# Gradient Descent and Backpropagation

Now that we know how to calculate the derivatives for a single perceptron, we can extend this process to train a full, multi-layer neural network. The method is the same: we will use **Gradient Descent** to find the best weights and biases.

The only difference is that now we have many more parameters, so we need a systematic way to calculate the derivative of the loss function with respect to every single one of them.

---
## A Deeper Neural Network Architecture

Let's consider a neural network with three layers of transformations: an input layer, **two hidden layers**, and an output layer. To keep track of all the parameters, we will use a superscript to denote the layer number.

![](./images/1001.png)

* **Layer 1 (First Hidden Layer):**
    * Weights: $W^{(1)}$, Biases: $b^{(1)}$
    * Activations: $a^{(1)} = \sigma(z^{(1)})$  
` `
* **Layer 2 (Second Hidden Layer):**
    * Weights: $W^{(2)}$, Biases: $b^{(2)}$
    * Activations: $a^{(2)} = \sigma(z^{(2)})$  
` `
* **Layer 3 (Output Layer):**
    * Weights: $W^{(3)}$, Bias: $b^{(3)}$
    * Final Prediction: $\hat{y} = a^{(3)} = \sigma(z^{(3)})$  
` `
The goal is to adjust all the weights and biases in all three layers to minimize the **log-loss function**, $L(y, \hat{y})$.

---
## Backpropagation: The Chain Rule on a Grand Scale

To update each parameter using Gradient Descent, we need to find the partial derivative of the final loss `L` with respect to that parameter. This requires us to trace the path of influence from the parameter all the way to the final loss, applying the chain rule at each step.

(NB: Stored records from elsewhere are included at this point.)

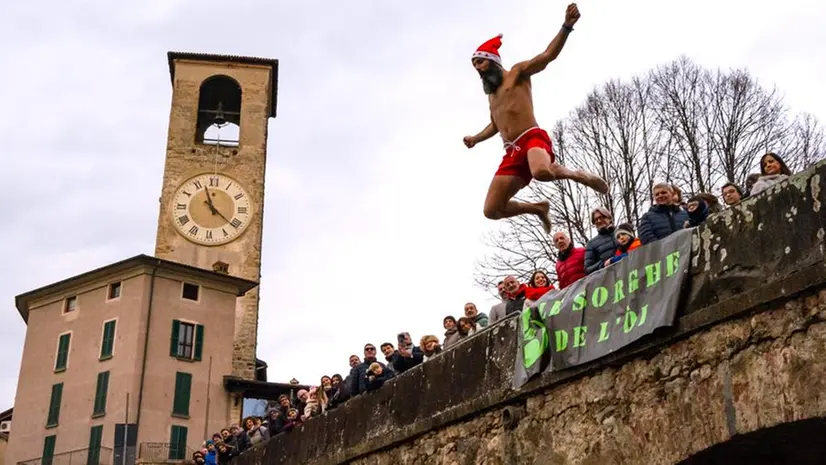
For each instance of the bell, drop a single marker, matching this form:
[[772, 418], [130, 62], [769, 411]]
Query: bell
[[220, 120]]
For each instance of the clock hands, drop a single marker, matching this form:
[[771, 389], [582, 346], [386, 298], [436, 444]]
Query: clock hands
[[211, 206]]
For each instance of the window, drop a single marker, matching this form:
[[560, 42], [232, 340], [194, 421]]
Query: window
[[70, 304], [62, 358], [190, 291], [187, 340], [95, 439], [48, 450], [107, 343], [101, 390], [54, 405], [183, 388], [114, 290], [177, 443]]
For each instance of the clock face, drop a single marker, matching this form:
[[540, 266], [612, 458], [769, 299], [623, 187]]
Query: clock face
[[211, 209]]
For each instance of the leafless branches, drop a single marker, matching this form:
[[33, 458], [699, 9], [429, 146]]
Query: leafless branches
[[678, 123]]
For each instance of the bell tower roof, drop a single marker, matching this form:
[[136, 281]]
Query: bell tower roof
[[271, 62]]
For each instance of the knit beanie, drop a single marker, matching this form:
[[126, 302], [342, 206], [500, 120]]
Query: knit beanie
[[624, 228]]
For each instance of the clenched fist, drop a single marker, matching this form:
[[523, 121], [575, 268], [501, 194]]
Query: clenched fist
[[571, 15]]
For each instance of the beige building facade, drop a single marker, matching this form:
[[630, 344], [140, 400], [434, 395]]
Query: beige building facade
[[124, 359], [212, 197]]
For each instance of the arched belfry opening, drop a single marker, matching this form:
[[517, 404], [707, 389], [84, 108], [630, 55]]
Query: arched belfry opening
[[219, 112]]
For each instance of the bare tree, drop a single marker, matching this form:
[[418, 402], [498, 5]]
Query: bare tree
[[678, 123]]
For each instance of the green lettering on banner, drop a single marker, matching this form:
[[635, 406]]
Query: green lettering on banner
[[652, 274], [579, 336], [580, 301], [556, 309], [643, 314], [633, 281], [603, 331], [630, 320], [534, 348], [618, 292], [561, 339], [672, 263], [599, 297]]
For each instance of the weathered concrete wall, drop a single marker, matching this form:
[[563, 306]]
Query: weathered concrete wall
[[748, 352]]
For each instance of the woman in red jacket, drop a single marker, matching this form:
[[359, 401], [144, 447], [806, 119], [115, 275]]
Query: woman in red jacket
[[570, 262]]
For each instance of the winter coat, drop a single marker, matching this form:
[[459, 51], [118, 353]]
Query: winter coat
[[402, 363], [600, 248], [570, 266], [660, 221], [622, 252], [451, 337], [497, 312], [374, 382], [766, 181]]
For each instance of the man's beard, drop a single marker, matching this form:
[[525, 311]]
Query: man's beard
[[491, 78]]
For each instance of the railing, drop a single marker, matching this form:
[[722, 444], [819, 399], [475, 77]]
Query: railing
[[98, 456], [163, 452]]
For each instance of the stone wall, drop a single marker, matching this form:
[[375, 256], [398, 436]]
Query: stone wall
[[748, 352]]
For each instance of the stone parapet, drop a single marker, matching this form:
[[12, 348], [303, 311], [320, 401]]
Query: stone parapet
[[748, 352]]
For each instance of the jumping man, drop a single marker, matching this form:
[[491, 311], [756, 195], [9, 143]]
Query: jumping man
[[528, 149]]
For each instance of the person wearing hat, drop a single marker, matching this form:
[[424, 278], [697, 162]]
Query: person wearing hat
[[528, 149], [626, 242]]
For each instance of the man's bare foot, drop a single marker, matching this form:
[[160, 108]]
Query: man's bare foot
[[544, 217]]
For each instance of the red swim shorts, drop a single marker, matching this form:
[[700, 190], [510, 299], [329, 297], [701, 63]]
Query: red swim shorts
[[515, 161]]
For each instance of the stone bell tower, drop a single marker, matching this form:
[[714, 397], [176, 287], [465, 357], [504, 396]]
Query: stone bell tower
[[212, 200]]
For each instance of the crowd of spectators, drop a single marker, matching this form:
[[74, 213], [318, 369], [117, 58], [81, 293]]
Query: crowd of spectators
[[668, 214]]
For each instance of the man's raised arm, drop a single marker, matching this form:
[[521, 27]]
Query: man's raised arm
[[539, 62], [489, 131]]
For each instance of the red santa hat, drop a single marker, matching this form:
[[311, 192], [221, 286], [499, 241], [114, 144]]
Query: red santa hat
[[490, 50]]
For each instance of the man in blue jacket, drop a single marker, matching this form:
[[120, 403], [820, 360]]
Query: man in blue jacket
[[663, 218]]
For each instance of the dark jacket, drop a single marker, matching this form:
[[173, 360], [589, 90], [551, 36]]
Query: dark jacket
[[600, 248], [660, 221], [377, 381], [570, 266], [358, 383], [402, 364]]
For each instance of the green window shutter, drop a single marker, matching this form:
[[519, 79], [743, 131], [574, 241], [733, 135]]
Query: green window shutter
[[199, 341], [177, 443], [183, 390], [48, 450], [108, 344], [173, 347], [63, 351], [95, 439], [54, 405], [101, 391]]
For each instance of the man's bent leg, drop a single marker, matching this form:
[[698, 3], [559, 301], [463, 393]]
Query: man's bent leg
[[544, 170], [498, 203]]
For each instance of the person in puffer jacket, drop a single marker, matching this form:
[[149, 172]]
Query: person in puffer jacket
[[570, 261], [772, 171], [626, 241], [663, 218], [602, 246]]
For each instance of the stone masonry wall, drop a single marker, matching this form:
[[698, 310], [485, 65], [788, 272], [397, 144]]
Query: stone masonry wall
[[748, 352]]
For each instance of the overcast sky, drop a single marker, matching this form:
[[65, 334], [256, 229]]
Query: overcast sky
[[373, 205]]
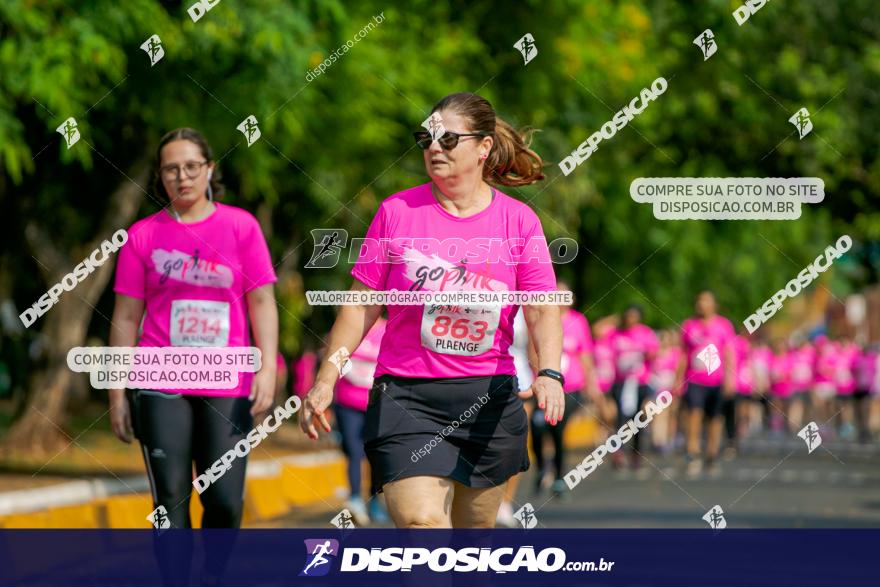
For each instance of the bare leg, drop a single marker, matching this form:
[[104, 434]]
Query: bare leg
[[475, 507], [423, 502]]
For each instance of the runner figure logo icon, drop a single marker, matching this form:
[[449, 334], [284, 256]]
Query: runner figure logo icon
[[153, 48], [801, 121], [249, 129], [810, 434], [715, 518], [706, 42], [341, 361], [329, 243], [317, 553], [526, 516], [526, 46], [434, 125], [343, 520], [69, 130], [709, 357], [159, 518]]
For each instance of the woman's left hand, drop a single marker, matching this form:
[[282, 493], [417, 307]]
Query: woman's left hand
[[548, 392], [262, 391]]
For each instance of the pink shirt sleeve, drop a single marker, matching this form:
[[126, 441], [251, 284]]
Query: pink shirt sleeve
[[534, 271], [257, 270], [131, 271], [373, 272], [587, 339]]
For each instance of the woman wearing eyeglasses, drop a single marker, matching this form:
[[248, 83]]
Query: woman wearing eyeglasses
[[445, 425], [197, 273]]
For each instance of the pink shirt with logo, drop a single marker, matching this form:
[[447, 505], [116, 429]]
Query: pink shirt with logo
[[745, 381], [867, 371], [761, 358], [603, 360], [780, 375], [825, 367], [664, 368], [802, 359], [353, 388], [844, 375], [193, 279], [696, 334], [444, 340], [634, 347], [576, 340]]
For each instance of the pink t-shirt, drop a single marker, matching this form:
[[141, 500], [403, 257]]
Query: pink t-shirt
[[576, 340], [193, 279], [867, 371], [761, 358], [603, 359], [353, 389], [844, 376], [452, 341], [802, 359], [825, 365], [696, 334], [633, 348], [745, 381], [780, 375], [664, 368]]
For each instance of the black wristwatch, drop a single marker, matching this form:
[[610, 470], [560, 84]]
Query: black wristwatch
[[552, 374]]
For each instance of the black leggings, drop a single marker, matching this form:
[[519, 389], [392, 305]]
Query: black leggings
[[540, 427], [174, 431]]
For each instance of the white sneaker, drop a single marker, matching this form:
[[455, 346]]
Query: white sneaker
[[358, 510], [505, 516]]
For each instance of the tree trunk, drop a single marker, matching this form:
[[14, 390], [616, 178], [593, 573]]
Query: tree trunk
[[40, 428]]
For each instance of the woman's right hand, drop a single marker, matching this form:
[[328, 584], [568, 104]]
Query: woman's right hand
[[316, 402], [120, 416]]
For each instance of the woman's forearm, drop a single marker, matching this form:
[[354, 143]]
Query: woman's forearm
[[263, 312], [545, 328], [127, 314]]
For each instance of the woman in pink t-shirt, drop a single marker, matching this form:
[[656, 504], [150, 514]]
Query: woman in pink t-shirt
[[867, 373], [707, 369], [802, 358], [663, 369], [635, 346], [352, 393], [603, 360], [824, 388], [445, 423], [580, 384], [195, 273], [846, 386]]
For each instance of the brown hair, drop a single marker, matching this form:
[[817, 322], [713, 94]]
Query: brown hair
[[511, 162], [194, 136]]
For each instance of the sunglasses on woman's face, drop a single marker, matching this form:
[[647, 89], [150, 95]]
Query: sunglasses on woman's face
[[448, 141]]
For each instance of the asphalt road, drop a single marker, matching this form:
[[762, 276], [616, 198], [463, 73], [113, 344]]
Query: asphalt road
[[773, 483]]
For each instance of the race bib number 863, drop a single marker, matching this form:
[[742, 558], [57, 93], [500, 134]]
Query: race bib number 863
[[199, 323], [459, 330]]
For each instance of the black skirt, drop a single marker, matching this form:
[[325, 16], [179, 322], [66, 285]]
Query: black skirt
[[472, 430]]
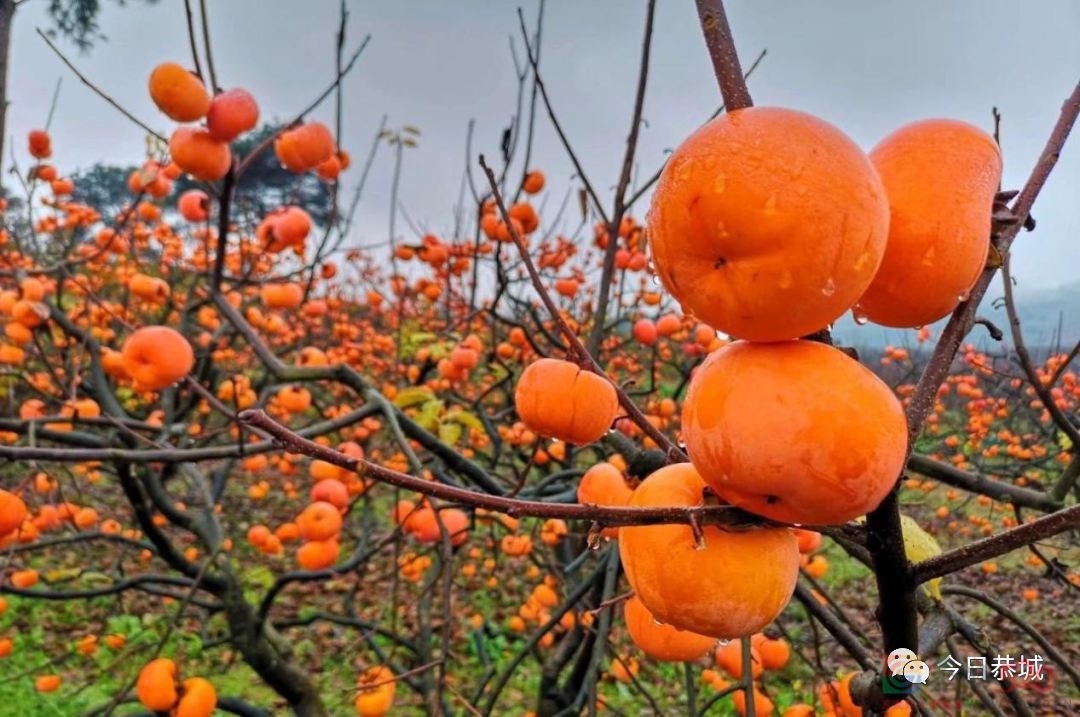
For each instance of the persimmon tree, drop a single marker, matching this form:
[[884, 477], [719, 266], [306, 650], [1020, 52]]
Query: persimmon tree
[[229, 415]]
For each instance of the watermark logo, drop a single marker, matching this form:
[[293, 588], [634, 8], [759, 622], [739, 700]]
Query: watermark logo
[[904, 673]]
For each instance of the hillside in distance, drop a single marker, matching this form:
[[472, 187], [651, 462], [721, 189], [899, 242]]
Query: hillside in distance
[[1050, 319]]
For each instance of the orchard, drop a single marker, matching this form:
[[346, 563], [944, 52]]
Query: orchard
[[543, 464]]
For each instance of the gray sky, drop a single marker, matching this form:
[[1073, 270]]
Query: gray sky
[[867, 67]]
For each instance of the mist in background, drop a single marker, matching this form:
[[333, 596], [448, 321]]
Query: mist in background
[[867, 67]]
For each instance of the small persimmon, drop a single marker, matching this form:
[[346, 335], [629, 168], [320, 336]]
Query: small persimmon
[[231, 113], [178, 93], [157, 685], [558, 400], [730, 587]]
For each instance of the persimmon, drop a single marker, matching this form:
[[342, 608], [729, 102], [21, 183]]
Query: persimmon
[[941, 177], [795, 431], [318, 554], [157, 356], [645, 332], [13, 512], [320, 521], [660, 641], [85, 518], [376, 695], [193, 205], [157, 685], [149, 288], [48, 682], [302, 148], [604, 484], [199, 699], [24, 579], [731, 587], [798, 711], [286, 227], [558, 400], [515, 545], [756, 234], [809, 540], [197, 152], [178, 93], [231, 113]]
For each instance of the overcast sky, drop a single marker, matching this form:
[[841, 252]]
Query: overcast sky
[[867, 67]]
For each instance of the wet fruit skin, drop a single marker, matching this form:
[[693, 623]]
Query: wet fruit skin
[[768, 224], [941, 177], [795, 431], [662, 641], [732, 587]]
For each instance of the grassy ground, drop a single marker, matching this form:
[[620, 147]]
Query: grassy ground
[[45, 633]]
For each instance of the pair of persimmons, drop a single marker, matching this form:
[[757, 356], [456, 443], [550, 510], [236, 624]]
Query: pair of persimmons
[[769, 224]]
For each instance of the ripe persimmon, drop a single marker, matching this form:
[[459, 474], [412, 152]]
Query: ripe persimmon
[[795, 431], [12, 512], [157, 356], [231, 113], [318, 554], [376, 695], [197, 151], [178, 93], [157, 685], [282, 296], [731, 587], [332, 491], [193, 205], [768, 224], [40, 145], [661, 641], [320, 521], [48, 682], [941, 177], [199, 699], [294, 398], [305, 147], [558, 400]]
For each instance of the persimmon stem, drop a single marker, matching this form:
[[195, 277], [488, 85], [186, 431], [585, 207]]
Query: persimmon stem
[[721, 51]]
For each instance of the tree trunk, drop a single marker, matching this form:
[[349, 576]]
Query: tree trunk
[[7, 16], [265, 658]]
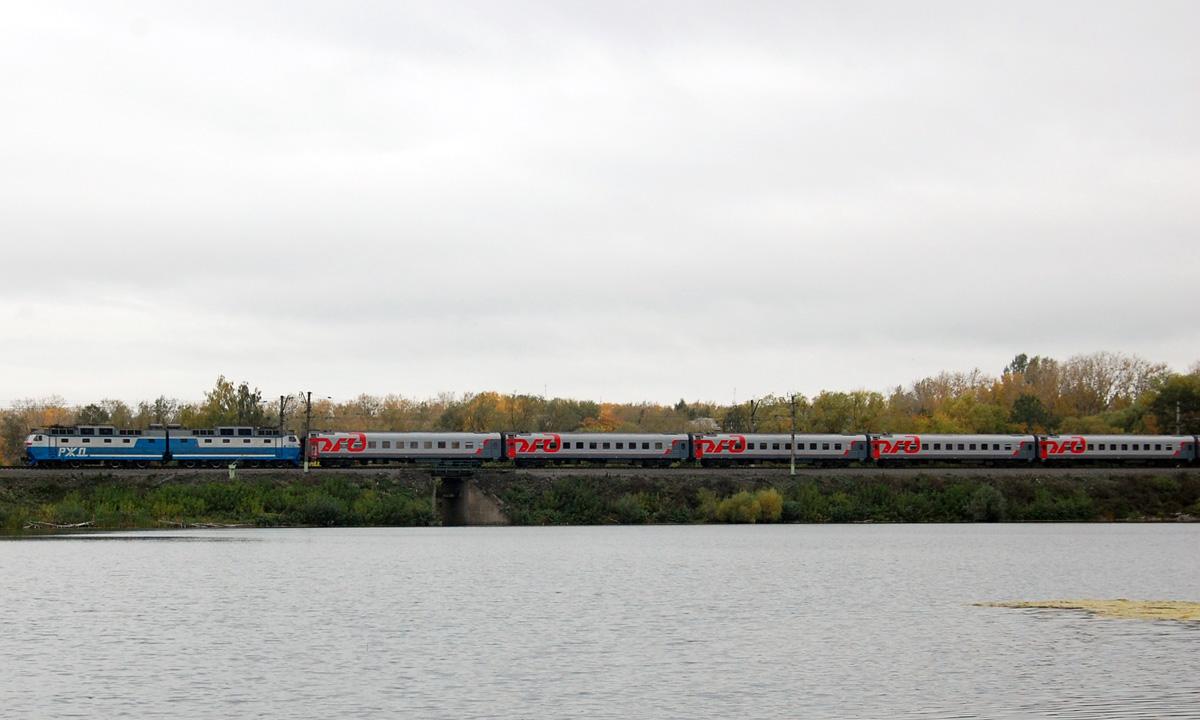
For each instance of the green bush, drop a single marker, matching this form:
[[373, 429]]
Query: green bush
[[630, 509]]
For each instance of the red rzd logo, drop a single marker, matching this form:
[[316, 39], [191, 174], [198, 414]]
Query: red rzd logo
[[354, 442], [546, 443], [1072, 445], [900, 445], [732, 445]]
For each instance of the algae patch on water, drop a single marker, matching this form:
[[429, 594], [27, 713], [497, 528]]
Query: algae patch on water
[[1121, 609]]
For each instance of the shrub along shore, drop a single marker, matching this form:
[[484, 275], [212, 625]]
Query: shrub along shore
[[406, 498]]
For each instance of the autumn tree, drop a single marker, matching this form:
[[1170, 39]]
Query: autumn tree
[[1177, 394], [229, 405], [1030, 414]]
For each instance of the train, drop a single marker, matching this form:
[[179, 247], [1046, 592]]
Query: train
[[91, 445]]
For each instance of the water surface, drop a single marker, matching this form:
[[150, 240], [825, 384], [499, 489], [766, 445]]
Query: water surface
[[607, 622]]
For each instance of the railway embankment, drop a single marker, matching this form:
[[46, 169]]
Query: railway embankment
[[48, 501]]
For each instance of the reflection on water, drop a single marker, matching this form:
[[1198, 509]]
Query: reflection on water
[[671, 622]]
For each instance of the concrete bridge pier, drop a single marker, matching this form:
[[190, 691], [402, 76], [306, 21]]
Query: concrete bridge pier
[[460, 502]]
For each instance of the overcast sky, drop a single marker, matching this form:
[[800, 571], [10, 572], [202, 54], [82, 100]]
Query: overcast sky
[[616, 201]]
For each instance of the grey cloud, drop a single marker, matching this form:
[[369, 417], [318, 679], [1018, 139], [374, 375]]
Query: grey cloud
[[603, 199]]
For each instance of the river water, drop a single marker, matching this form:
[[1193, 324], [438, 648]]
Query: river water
[[599, 622]]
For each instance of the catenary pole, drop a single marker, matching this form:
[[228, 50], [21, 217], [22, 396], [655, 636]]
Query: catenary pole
[[793, 433], [307, 425]]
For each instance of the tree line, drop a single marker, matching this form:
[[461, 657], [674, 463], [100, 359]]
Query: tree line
[[1098, 393]]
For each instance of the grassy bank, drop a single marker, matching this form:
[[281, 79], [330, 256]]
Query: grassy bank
[[591, 501], [121, 504], [385, 498]]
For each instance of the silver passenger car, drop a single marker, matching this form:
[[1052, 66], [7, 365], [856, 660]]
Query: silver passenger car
[[361, 448], [1151, 449], [545, 448], [723, 448], [953, 448]]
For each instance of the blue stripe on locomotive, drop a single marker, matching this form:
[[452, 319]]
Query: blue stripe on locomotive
[[141, 449], [190, 449]]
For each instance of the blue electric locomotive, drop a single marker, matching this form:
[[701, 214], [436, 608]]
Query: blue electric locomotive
[[103, 445]]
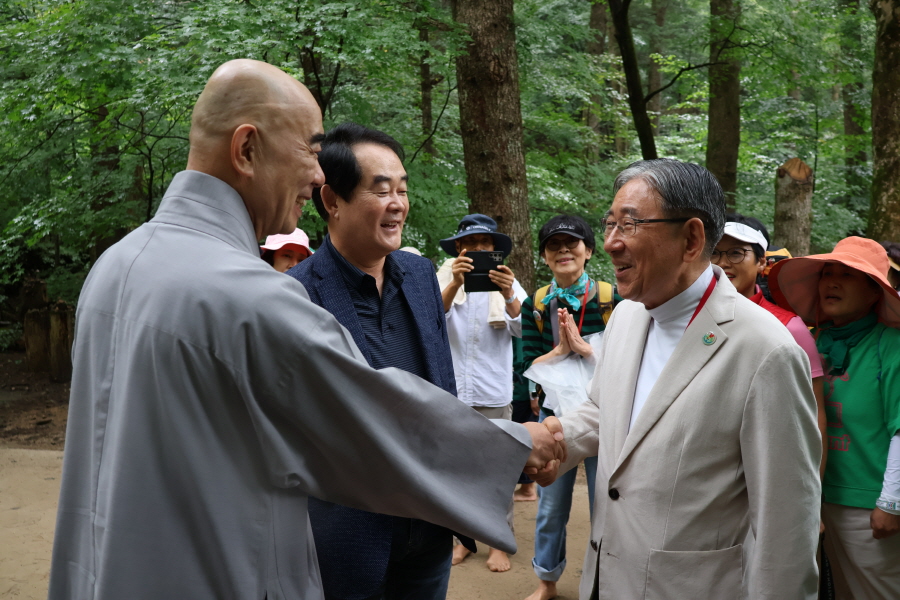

This process of calculating the gradients by propagating the error signal backward through the network's layers is called **backpropagation**.

Let's trace the chain for a weight in the very first layer, like $w_{11}^{(1)}$. The chain of dependencies is now much longer:

$$ w_{11}^{(1)} \to z_1^{(1)} \to a_1^{(1)} \to z^{(2)} \to a^{(2)} \to z^{(3)} \to \hat{y} \to L $$

The chain rule for this is a very long product of derivatives:
$$ \frac{\partial L}{\partial w_{11}^{(1)}} = \frac{\partial L}{\partial \hat{y}} \cdot \frac{\partial \hat{y}}{\partial z^{(3)}} \cdot \frac{\partial z^{(3)}}{\partial a^{(2)}} \cdot \frac{\partial a^{(2)}}{\partial z^{(2)}} \cdot \frac{\partial z^{(2)}}{\partial a_1^{(1)}} \cdot \frac{\partial a_1^{(1)}}{\partial z_1^{(1)}} \cdot \frac{\partial z_1^{(1)}}{\partial w_{11}^{(1)}} $$

---
## The Efficiency of Backpropagation

While this looks incredibly complex, the good news is that we don't have to calculate everything from scratch for each parameter. Backpropagation is a very efficient algorithm because it **reuses calculations**.

The process works like this:
1.  **Forward Pass:** We feed an input through the network and calculate the output `ŷ` and the final loss `L`. We store all the intermediate values ($z^{(1)}, a^{(1)}, z^{(2)}, a^{(2)}, z^{(3)}$) along the way.  

2.  **Backward Pass:**
    * First, we calculate the derivatives at the very end of the chain ($\frac{\partial L}{\partial \hat{y}}$ and $\frac{\partial \hat{y}}{\partial z^{(3)}}$).
    * We use these to find the gradients for the parameters in the **last layer** (Layer 3).
    * Then, we take that result and continue "propagating" the error backward to calculate the gradients for the **second-to-last layer** (Layer 2), reusing the derivatives we've already computed.
    * Finally, we continue this process back to the **first layer**, again reusing all the previous calculations.

This step-by-step backward flow is much more efficient than calculating the entire long chain rule for every single weight individually.

The good news for a machine learning practitioner is that modern libraries like TensorFlow and Keras perform this entire backpropagation process for you automatically. However, understanding that it's just a clever and recursive application of the chain rule is fundamental to knowing how neural networks truly learn.